Individual queries and responses can be examined in more detail, and can sometimes be manipulated with flexible options that might not be integrated into vLLM benchmarks yet. This provides deeper insight about exactly what each request and response contains. However, some advanced features that vLLM relies on at scale might be hard to incorporate.

Coordinated development of reasoning models, query parsers, and conversational APIs, is still in an early phase: it’s likely that several other options and conventions will be introduced over the coming months, and the most successful designs will become more seamlessly integrated into serving platforms.

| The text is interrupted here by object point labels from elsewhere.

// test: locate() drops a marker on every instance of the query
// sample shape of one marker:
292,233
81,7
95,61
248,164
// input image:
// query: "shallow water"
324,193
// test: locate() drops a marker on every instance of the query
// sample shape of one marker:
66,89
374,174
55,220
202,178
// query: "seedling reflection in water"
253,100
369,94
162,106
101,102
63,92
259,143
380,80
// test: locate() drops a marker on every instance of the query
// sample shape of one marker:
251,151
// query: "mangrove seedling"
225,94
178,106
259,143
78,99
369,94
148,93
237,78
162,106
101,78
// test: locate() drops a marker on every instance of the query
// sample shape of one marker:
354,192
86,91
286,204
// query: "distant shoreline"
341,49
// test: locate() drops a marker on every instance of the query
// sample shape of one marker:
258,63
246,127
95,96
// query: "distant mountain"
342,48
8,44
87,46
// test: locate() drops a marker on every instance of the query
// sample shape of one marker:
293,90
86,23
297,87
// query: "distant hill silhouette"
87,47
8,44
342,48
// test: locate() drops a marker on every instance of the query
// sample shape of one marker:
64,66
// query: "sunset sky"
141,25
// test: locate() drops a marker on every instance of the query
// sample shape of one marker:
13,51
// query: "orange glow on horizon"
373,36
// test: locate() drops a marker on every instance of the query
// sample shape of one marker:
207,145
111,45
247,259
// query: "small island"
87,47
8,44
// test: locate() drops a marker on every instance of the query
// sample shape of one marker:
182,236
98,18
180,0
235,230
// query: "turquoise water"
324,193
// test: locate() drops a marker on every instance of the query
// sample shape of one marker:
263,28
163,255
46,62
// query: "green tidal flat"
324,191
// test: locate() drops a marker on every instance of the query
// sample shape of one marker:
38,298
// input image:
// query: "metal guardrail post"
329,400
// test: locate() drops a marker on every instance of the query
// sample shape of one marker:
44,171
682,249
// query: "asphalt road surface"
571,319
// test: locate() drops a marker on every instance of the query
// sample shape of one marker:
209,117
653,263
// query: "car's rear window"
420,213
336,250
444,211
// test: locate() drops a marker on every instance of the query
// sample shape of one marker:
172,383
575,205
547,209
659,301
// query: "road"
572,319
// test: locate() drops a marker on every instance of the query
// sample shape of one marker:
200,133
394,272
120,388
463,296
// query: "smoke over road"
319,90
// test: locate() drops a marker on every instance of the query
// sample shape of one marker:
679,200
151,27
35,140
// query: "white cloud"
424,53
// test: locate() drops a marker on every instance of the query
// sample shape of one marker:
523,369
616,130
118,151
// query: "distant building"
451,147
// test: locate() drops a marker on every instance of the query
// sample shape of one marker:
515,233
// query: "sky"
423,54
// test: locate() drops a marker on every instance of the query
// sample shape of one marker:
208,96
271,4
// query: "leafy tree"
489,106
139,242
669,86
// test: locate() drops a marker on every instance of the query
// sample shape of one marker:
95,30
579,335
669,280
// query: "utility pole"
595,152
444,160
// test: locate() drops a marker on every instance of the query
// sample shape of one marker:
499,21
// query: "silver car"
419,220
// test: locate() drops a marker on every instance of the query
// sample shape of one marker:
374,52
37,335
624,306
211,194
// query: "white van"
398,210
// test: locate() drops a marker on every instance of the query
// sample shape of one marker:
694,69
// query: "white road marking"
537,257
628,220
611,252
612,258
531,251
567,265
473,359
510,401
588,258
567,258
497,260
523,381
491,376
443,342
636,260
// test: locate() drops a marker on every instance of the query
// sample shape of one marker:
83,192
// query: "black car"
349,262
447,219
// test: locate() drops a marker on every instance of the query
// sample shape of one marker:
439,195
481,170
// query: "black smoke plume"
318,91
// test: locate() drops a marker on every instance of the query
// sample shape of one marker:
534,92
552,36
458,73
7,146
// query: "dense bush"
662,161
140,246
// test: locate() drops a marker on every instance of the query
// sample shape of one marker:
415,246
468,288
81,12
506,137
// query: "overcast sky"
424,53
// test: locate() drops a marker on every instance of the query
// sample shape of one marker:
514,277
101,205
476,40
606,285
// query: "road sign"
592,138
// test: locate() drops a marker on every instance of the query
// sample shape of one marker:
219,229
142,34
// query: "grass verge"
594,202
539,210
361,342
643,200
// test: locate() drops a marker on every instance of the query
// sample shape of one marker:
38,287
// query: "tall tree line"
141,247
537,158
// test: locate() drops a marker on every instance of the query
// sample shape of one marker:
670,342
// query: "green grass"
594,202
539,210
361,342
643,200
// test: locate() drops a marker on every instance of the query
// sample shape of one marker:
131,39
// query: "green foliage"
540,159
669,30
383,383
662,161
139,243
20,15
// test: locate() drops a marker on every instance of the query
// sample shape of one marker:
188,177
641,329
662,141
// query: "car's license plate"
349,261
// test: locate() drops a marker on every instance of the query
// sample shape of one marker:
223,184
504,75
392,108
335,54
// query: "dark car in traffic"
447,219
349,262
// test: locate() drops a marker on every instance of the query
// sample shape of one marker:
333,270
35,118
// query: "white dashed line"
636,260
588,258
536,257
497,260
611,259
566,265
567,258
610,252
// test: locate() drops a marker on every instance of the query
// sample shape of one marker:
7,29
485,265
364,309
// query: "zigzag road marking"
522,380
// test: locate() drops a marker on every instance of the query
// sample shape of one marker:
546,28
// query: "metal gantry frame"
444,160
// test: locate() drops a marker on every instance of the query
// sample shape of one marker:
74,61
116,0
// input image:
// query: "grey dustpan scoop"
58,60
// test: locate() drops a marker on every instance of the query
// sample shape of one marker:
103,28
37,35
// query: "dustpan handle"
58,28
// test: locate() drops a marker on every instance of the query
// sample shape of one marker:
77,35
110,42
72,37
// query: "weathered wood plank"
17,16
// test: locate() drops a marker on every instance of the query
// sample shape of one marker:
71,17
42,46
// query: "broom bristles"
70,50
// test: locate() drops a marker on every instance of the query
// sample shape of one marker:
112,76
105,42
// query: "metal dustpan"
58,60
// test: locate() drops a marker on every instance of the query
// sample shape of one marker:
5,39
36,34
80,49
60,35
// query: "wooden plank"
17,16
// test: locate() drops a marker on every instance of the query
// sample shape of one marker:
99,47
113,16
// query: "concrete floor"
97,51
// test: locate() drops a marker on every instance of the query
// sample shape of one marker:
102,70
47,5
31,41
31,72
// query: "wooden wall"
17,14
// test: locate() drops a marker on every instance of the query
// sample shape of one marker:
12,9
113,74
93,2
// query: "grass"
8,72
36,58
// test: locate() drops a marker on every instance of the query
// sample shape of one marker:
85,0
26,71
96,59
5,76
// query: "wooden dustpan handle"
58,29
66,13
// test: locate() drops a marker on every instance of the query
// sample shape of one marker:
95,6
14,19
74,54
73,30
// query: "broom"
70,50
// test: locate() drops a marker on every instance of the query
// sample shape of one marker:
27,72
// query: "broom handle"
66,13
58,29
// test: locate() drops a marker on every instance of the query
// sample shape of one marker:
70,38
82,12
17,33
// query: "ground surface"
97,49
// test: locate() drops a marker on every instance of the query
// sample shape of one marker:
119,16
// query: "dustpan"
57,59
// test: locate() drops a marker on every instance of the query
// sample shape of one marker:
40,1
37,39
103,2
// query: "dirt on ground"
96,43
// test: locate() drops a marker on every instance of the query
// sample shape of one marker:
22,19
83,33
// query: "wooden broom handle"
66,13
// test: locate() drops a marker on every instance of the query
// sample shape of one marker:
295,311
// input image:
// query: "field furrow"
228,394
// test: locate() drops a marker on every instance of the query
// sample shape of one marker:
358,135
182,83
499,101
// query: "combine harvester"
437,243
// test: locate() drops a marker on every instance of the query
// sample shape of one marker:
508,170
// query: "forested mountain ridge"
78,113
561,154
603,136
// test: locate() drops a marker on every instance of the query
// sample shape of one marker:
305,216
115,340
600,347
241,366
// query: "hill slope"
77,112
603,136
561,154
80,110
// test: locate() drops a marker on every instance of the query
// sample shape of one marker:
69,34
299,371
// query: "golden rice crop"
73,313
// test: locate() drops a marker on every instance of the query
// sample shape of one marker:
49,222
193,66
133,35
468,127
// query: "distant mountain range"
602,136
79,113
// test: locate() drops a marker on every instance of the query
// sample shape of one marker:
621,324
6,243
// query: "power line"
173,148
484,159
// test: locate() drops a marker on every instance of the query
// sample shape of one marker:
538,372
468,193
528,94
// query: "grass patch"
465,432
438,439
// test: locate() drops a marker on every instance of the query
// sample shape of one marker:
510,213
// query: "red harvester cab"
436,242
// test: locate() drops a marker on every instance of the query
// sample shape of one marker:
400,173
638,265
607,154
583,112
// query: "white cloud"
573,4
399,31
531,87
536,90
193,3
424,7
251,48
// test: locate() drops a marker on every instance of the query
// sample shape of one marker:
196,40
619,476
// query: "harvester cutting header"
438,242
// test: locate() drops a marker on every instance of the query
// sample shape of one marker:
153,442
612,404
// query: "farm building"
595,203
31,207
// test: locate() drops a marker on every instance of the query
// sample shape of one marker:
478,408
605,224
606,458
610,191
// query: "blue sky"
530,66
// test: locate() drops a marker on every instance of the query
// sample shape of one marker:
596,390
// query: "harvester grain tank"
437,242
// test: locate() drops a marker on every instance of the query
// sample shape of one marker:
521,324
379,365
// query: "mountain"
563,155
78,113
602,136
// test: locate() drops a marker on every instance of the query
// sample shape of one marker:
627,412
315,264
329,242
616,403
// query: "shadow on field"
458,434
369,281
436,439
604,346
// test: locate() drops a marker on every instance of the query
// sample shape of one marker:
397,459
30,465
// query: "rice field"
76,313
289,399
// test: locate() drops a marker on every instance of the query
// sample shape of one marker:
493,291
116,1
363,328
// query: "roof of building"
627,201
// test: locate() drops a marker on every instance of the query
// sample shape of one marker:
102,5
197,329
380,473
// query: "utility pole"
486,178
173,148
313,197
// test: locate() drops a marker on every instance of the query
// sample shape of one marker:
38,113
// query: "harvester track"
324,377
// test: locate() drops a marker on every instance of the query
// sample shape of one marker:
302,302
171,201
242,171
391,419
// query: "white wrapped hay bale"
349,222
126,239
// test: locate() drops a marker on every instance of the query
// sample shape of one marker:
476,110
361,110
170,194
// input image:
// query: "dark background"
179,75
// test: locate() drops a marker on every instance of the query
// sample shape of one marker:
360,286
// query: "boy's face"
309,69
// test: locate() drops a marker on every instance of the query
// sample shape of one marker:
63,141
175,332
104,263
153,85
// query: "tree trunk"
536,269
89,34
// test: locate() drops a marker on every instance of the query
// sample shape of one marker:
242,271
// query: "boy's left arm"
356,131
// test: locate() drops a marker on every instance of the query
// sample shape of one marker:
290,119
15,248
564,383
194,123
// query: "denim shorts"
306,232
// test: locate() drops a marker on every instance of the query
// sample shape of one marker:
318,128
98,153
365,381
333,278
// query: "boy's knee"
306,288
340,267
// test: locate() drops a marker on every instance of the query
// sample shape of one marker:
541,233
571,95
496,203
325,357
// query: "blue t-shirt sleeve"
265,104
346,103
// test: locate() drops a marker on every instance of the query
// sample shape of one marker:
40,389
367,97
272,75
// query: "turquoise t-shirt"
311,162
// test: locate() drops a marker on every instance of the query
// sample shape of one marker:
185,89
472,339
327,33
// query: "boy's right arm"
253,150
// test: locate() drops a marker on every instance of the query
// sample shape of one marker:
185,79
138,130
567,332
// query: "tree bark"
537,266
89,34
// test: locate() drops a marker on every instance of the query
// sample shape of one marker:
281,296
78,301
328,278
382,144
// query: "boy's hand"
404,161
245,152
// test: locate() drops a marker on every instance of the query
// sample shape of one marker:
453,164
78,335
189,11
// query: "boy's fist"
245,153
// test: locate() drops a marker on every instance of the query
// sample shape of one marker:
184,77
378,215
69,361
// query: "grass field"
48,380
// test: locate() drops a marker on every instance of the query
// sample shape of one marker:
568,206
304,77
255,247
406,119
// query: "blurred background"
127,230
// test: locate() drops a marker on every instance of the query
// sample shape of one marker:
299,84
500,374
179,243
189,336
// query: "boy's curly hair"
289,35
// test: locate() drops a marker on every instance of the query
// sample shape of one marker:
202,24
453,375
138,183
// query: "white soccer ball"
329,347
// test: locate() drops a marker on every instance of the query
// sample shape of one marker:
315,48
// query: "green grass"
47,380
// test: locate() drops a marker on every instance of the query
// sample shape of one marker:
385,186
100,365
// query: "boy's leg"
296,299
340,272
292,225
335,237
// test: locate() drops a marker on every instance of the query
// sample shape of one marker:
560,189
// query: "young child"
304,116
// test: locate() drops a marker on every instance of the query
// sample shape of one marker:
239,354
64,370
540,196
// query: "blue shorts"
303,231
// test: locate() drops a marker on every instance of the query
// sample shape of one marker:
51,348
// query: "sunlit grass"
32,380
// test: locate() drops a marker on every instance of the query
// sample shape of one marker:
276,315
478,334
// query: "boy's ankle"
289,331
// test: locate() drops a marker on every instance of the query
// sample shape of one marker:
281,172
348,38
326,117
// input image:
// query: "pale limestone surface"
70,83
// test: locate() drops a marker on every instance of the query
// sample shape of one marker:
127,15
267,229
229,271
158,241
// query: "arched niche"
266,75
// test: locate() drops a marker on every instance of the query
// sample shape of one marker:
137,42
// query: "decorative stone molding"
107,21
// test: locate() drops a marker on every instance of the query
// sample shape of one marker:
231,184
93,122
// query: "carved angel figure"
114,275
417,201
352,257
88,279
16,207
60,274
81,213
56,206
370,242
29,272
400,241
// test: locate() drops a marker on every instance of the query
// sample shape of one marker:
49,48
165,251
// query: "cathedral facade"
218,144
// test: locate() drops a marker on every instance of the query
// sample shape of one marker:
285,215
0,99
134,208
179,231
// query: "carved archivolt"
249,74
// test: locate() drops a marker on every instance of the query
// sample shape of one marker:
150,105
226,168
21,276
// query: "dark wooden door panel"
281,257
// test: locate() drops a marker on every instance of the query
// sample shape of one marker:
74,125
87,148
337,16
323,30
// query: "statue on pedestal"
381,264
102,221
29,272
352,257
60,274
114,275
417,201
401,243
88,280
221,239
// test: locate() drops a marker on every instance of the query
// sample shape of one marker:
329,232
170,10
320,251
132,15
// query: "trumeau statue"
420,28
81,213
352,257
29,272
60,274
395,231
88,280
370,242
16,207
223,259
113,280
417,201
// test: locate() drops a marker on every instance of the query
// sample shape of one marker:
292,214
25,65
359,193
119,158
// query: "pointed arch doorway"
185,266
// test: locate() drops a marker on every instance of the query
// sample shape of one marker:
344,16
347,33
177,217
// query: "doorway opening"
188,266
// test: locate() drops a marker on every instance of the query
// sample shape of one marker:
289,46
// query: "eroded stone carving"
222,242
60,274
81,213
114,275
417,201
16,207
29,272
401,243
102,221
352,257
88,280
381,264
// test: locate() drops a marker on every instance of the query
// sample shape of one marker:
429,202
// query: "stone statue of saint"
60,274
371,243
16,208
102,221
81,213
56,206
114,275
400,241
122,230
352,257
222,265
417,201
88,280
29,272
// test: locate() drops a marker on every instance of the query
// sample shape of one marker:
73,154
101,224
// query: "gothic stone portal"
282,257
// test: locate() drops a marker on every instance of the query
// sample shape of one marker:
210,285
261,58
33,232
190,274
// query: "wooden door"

Even if all the metrics you want to analyze are supported in a benchmark suite, it’s still important to test the behavior of individual queries as well, to make sure that summary statistics about, for example, how many tokens are generated are a good reflection of what users would see in practice. In this case, adding an extra script to run multiplication queries demonstrated that over 90% of the tokens reported in the original benchmark are typically not visible to end users.

Summary#

Reasoning models like the Qwen3 series can solve sophisticated math problems, but the extra reasoning takes more time, and more intermediate steps, than most conversational language. Benchmarking methods for LLMs as large language models have naturally focused on how quickly tokens are generated, but for large reasoning models, tokens are a byproduct, on the way to generating answers, and the speed of answer-generation depends on the complexity of the question, as well as the efficiency of the model.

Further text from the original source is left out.